When my anxiety started, things did a sharp 180. Even to this day I get embarassed by the way I sleep. I have to have background noise. Its soothing and I honestly can't fall asleep without it. so I turn on some movie or tv show and crash. Then theres the lights. I fall asleep with several lights on. I have woken up to a completely dark room and my anxiety immediately shoots up. My heart races and I feel a panic attack coming on. So I will flip a lamp on. Also, no matter how freaking warm it gets I have to have a blanket to fall asleep. I may kick it off 5 minutes after I crash but to get there, I have to have one.
This is why for some time now I have been sleeping on my couch, not in my room with my fiance. I hate it more than anything but the anxiety is still bad. I have tried several times in the last couple months but inevitably woke up in the middle of the night feeling my heart beating out of my chest. I know it kills him and I hate it. There is just something about nighttime that wires my panic.
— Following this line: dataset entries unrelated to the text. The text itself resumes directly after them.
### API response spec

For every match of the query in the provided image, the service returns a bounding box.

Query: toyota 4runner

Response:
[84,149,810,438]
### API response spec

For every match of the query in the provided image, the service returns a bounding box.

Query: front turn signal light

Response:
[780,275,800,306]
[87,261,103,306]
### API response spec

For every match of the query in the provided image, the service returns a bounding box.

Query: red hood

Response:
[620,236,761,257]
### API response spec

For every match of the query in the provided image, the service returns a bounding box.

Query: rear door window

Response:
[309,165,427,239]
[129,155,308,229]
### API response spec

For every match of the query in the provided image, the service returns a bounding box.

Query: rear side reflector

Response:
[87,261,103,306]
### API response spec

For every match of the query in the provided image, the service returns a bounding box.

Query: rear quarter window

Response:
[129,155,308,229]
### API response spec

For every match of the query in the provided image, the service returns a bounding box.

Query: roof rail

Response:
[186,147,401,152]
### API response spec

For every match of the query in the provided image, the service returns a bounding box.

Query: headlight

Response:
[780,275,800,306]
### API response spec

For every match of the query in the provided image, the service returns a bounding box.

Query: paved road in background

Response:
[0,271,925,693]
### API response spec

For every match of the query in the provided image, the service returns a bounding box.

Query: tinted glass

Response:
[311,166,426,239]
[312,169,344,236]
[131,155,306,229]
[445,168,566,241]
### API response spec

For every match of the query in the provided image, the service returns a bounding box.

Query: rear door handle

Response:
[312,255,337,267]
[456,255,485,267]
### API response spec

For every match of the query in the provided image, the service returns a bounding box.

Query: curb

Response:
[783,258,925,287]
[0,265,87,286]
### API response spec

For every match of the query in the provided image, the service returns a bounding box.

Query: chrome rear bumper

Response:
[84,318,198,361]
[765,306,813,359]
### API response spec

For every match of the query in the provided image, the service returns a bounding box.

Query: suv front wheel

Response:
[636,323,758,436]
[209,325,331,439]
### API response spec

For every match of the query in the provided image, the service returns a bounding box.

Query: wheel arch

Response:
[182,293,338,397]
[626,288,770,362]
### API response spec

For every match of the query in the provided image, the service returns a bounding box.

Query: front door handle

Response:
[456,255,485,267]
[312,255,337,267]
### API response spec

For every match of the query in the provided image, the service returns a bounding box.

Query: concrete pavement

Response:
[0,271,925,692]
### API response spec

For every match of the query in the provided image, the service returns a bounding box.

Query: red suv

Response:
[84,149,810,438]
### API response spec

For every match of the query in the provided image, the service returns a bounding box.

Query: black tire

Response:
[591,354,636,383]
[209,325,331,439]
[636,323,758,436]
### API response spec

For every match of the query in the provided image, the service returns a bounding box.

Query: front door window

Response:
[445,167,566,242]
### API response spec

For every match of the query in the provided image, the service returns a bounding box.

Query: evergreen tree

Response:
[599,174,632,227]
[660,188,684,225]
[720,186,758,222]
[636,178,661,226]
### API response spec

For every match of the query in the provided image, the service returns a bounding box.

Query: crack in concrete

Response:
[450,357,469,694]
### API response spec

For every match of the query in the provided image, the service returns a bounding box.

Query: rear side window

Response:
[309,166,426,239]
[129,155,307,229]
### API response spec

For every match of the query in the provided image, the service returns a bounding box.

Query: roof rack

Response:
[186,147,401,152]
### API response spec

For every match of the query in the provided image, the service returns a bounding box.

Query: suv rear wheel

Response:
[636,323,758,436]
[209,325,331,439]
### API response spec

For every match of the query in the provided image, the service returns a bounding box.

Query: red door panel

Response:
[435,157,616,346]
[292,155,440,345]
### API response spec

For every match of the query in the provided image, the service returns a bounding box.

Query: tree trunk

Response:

What is it about night that sends fear into children and anxious adults? I'm not afraid of the dark. I think its this weird fear I picked up along the way that there is someone there, watching me. I can't see them but they can see me, and everything I do. I know that may sound crazy but Its just my brain. I have always been afraid of being attacked. (Holy crap... I just had an epiphony! I love it when that happens.)